Foxconn's Chengdu facility was teeming with applicants this week looking to lend a hand in producing Apple's next iPad, according to a recent report.
Chinese tech site MIC Gadget reported yesterday that thousands of people were lined up outside Foxconn's Chengdu plant, where it assembles Apple products, to hopefully secure a summer job. According to MIC Gadget, Foxconn had one job requirement: all applicants must have good eyesight. MIC Gadget says that those workers are being hired to handle production of the long-rumored iPad Mini.
Although Apple hasn't provided any details on a possible iPad Mini, reports suggest that the company will be launching the device by year's end. When the iPad Mini hits store shelves, it'll come with a 7.85-inch screen and boast a price that's "significantly less than the latest $499 iPad," according to reports.
Foxconn's plant in Zhengzhou is also looking for bunches of workers, MIC Gadget is reporting. Their charge? To help produce Apple's new iPhone, which MIC Gadget's sources say, is currently in the "trial production stage." The sources told the site that just five next-generation iPhones have been produced by over 100 workers in a recent night shift. It's not immediately clear when mass production might begin.

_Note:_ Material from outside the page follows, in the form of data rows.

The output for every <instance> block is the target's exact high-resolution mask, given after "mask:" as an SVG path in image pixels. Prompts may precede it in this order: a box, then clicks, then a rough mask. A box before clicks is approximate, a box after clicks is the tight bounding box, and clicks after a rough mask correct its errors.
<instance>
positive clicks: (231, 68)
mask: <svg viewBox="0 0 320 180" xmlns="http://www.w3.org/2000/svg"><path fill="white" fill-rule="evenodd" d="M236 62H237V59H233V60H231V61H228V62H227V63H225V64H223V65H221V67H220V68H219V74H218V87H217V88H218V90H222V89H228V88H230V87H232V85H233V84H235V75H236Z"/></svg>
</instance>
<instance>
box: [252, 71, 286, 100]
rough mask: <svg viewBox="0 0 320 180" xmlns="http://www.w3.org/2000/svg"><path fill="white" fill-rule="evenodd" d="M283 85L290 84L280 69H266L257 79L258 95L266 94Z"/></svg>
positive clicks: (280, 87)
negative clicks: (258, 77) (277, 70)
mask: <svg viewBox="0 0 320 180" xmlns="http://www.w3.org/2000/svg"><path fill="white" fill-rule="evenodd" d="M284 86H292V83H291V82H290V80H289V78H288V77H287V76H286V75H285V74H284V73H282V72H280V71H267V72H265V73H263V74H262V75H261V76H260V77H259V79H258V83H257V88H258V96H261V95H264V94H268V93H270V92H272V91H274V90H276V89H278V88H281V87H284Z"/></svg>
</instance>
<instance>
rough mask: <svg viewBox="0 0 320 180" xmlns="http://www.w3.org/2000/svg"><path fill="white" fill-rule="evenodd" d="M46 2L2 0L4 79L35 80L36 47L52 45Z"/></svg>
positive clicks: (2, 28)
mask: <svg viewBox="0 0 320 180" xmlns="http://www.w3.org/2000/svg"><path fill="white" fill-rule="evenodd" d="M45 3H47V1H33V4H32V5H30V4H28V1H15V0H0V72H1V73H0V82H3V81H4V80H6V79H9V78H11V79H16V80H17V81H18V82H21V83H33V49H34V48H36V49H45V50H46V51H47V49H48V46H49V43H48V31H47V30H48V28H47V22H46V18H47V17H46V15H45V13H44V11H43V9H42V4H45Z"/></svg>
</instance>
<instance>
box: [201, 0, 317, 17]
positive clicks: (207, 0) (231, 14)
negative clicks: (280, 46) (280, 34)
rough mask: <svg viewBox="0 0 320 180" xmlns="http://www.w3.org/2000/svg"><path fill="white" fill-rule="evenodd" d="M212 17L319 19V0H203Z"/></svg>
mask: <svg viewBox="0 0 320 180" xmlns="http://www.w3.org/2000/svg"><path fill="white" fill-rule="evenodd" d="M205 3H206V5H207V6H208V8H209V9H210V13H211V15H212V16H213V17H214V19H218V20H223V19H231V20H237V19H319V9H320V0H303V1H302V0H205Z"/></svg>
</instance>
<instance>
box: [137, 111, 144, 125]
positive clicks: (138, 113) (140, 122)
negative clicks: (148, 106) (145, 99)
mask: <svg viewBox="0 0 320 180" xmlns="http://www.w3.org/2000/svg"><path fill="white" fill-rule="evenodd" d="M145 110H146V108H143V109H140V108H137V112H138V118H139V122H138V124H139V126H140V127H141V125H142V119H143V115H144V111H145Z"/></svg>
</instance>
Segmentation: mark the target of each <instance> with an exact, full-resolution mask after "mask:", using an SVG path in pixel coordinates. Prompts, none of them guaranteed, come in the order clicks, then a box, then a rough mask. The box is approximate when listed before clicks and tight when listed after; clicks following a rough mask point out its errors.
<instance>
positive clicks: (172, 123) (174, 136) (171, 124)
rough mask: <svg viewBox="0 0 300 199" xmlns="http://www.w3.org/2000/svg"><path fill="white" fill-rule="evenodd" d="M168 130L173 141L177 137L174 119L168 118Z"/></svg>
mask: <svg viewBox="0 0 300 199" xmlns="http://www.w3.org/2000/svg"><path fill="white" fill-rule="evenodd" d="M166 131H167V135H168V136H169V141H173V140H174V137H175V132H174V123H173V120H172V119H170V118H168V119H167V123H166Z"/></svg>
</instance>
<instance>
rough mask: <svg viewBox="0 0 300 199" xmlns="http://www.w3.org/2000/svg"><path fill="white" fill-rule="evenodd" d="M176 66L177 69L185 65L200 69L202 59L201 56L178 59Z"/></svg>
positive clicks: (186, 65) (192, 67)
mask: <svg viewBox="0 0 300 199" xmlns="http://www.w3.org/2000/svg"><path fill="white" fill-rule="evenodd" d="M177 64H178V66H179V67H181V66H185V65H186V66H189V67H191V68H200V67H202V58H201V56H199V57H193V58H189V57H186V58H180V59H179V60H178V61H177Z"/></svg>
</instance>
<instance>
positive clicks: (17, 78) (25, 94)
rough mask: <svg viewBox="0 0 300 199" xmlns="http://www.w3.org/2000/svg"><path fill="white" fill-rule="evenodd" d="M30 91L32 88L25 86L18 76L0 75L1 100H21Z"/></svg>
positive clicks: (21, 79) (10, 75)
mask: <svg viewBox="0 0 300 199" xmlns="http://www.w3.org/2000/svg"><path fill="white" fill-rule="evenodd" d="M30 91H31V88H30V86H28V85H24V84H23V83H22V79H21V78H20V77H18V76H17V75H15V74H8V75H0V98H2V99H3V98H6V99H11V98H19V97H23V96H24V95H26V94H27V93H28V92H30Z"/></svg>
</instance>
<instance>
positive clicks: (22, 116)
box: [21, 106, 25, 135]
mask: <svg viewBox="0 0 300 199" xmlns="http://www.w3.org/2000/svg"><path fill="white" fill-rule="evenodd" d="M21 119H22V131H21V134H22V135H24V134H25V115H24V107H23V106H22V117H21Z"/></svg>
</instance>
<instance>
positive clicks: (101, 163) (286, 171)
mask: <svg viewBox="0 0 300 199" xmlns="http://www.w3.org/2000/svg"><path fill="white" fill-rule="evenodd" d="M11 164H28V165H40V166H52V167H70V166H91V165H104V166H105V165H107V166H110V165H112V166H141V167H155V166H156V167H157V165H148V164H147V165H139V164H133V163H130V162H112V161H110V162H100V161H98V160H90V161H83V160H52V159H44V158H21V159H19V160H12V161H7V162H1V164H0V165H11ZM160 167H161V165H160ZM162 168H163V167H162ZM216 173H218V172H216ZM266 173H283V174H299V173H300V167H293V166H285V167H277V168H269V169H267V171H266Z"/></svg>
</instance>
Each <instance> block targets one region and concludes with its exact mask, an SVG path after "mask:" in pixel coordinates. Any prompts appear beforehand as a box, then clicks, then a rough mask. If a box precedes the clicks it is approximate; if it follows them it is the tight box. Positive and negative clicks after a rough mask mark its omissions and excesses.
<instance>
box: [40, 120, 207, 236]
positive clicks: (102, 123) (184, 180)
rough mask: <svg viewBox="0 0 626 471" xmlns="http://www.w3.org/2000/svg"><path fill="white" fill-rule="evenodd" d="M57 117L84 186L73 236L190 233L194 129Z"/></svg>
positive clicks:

That so many workers are so willing to sign up with Foxconn is apparently good news for the company, which came under fire earlier this year for alleged working conditions violations. Those violations, which included excessive overtime and too little pay, were brought about after Apple asked the Fair Labor Association to conduct a full audit of Foxconn facilities. After the violations were announced, Foxconn said that it would address the issues brought forth in the investigation.
CNET has contacted Foxconn for comment on the MIC Gadget report. We will update this story when we have more information.